The configurable flag skipPreindexedFilesForTagging will reduce re-computation load by not extracting categories and tags from files which were previously indexed. allowRetaggingWithoutReindexing enables updating tags on previously indexed files without requiring full reindexing or re-embedding, allowing for more efficient metadata updates. allowOverlapInExtractedText controls whether overlapping chunks are permitted when merging extracted text. Setting it to false enforces strict overlap computation between chunks, which may be more accurate but can impact performance for large inputs. Genai.QuickStart#setup will set the following recommended configuration.

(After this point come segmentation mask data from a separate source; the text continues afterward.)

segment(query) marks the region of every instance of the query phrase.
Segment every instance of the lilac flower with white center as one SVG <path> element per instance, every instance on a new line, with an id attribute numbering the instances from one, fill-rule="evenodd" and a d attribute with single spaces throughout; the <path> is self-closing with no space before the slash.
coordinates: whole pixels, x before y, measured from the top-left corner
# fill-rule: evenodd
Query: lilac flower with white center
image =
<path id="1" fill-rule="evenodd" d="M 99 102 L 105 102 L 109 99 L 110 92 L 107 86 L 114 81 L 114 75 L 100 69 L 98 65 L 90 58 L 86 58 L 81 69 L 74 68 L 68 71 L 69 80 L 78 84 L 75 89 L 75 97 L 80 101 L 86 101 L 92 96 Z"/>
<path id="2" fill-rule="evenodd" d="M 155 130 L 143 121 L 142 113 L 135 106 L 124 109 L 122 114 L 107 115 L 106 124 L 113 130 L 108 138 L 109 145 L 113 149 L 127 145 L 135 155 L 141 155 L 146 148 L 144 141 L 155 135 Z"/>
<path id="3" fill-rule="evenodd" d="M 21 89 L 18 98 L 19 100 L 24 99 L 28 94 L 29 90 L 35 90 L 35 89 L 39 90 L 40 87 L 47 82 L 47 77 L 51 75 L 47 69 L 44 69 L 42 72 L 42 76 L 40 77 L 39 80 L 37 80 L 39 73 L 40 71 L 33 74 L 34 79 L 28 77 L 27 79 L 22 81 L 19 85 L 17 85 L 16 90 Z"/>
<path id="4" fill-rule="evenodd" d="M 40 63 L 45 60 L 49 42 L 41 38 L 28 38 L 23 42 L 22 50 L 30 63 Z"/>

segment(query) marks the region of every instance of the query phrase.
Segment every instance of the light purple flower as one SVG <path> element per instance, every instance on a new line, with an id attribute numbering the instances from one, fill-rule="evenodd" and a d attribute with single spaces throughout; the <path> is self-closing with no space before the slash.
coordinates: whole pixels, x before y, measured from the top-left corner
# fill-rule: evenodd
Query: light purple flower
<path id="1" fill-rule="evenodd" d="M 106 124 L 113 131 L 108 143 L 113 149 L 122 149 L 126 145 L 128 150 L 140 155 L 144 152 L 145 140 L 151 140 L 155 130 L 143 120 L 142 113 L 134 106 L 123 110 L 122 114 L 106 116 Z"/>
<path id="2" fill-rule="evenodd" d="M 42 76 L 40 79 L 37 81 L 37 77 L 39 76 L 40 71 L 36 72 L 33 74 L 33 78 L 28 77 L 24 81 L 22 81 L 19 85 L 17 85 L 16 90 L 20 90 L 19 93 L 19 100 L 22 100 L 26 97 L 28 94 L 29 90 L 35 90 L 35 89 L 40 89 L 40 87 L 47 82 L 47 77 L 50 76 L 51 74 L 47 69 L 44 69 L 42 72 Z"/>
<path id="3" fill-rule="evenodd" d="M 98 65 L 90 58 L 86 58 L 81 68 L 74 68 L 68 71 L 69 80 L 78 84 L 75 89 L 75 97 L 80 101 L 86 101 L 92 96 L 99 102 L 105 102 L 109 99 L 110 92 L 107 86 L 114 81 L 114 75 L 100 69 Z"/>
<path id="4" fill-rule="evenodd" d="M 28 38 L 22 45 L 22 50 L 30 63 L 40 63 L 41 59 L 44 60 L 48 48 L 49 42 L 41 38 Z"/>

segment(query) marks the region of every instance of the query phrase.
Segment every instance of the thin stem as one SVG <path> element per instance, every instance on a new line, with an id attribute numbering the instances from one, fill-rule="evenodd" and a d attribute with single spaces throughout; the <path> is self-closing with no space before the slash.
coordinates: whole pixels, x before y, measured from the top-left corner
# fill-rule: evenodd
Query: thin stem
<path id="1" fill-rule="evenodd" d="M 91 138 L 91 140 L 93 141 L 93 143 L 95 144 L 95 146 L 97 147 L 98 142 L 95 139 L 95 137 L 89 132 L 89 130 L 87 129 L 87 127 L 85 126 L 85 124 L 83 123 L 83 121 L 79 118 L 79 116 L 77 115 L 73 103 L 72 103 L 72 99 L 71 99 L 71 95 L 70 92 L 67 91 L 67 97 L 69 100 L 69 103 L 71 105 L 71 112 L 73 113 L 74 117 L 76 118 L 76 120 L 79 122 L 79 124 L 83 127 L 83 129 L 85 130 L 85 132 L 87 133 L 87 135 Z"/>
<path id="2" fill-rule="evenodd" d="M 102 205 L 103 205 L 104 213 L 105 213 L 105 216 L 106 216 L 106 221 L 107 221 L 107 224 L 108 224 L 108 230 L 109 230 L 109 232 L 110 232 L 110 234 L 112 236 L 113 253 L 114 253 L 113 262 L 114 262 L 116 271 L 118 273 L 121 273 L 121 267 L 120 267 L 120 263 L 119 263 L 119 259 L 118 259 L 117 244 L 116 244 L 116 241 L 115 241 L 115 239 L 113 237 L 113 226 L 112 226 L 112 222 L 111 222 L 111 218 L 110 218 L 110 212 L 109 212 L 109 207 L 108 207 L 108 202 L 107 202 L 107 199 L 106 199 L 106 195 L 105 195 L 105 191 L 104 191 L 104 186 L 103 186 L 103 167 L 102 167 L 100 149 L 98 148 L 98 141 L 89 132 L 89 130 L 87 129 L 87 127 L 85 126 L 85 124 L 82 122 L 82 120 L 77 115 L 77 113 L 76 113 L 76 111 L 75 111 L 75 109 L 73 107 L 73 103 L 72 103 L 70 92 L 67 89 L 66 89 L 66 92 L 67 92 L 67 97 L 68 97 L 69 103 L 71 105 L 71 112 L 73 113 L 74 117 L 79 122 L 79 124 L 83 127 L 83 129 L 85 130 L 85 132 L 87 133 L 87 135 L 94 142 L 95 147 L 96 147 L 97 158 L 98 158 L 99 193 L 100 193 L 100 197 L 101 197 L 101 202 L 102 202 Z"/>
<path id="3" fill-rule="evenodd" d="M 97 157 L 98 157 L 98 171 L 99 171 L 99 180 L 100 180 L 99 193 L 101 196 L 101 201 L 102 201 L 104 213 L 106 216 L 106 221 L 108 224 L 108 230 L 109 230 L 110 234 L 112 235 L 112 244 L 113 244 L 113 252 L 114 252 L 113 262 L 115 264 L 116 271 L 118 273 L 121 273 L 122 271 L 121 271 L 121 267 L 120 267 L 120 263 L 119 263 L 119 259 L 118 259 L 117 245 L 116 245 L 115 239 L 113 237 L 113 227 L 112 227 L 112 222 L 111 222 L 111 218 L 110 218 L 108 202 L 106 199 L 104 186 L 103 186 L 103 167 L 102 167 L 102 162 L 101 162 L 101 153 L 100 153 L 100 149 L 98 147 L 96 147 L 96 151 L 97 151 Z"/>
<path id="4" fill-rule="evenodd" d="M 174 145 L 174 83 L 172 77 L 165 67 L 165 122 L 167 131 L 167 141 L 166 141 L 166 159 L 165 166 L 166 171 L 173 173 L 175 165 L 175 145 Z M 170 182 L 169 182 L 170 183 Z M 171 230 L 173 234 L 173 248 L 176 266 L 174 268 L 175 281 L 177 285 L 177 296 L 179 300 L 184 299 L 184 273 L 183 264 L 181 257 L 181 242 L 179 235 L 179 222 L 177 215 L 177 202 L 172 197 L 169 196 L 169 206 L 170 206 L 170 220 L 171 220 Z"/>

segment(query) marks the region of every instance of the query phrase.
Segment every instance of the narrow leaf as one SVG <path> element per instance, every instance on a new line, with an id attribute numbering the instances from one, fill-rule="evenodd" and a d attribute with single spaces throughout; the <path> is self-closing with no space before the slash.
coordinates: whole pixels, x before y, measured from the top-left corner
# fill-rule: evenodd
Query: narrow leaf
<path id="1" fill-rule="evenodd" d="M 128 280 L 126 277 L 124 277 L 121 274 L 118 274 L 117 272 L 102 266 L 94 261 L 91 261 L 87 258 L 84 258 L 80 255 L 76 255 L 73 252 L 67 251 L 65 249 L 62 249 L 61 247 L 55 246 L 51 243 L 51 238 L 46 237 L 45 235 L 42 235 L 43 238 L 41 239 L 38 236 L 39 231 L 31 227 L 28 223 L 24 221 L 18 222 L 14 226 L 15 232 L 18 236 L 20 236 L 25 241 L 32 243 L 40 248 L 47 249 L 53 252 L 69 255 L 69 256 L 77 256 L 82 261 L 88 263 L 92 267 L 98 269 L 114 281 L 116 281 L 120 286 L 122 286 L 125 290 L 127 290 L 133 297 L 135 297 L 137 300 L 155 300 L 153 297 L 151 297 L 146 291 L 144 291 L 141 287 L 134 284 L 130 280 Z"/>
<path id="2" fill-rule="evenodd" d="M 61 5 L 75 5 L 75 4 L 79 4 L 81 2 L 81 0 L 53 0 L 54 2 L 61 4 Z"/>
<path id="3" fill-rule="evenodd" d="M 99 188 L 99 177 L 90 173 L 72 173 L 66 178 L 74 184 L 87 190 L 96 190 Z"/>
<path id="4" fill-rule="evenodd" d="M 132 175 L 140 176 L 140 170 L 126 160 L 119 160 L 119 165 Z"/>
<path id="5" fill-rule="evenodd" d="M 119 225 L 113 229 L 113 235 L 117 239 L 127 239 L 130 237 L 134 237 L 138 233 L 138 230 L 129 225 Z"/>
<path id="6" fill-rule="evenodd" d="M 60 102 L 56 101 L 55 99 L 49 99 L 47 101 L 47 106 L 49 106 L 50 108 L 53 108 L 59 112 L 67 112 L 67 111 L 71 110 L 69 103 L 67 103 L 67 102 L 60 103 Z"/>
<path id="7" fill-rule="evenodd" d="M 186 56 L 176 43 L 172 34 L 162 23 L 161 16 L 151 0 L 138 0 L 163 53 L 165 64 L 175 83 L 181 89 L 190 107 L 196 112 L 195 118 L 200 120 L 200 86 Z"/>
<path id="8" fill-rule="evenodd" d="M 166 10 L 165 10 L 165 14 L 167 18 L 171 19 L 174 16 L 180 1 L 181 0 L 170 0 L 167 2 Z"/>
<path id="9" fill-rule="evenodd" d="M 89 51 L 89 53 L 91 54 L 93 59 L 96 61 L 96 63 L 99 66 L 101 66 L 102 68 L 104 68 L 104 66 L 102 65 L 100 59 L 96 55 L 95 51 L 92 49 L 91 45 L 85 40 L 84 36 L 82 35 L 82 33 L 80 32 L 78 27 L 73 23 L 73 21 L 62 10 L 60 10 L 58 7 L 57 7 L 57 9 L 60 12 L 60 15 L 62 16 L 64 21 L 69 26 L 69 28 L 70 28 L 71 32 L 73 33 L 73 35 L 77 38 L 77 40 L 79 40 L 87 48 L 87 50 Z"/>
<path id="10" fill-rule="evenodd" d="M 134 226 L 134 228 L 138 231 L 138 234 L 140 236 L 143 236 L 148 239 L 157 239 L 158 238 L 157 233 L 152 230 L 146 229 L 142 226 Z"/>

Genai.SourceFile.Metadata.Tagging.Config.setConfigValues({
skipPreindexedFilesForTagging: true,
allowRetaggingWithoutReindexing: true,
});Configuration Parameters Reference
The following table shows suggested configuration parameters with their default values and descriptions:
Text Processing Configuration
| Parameter | Default | Description |
|---|---|---|
numInitialPassages | 16 | Number of initial passages to process from document |
numFinalPassages | 8 | Number of final passages to process from document |
numMaxTokens | 2000 | Maximum tokens for text extraction |
nlp | "en_core_web_sm" | NLP model for entity extraction |
Entity and Topic Discovery
| Parameter | Default | Description |
|---|---|---|
numEntities | 5 | Number of entities to extract for topic discovery |
themes | 6 | Number of themes to identify |
examples | 2 | Number of examples per category |
numKeywords | 2 | Number of keywords per topic |
filterEntityCategories | ["DATE", "EVENT", ...] | Entity types to filter during extraction |
Prompt Configuration
The system uses several configurable prompts for different stages:
topicLabelingPrompt: Used for discovering new categories (whenenableTopicLabelingis true).metadataExtractionPrompt: Used for extracting tags from predefined categories.clusteringPrompt: Used for grouping similar entities and topics.
To customize prompts, select the Prompts page in Settings in the application.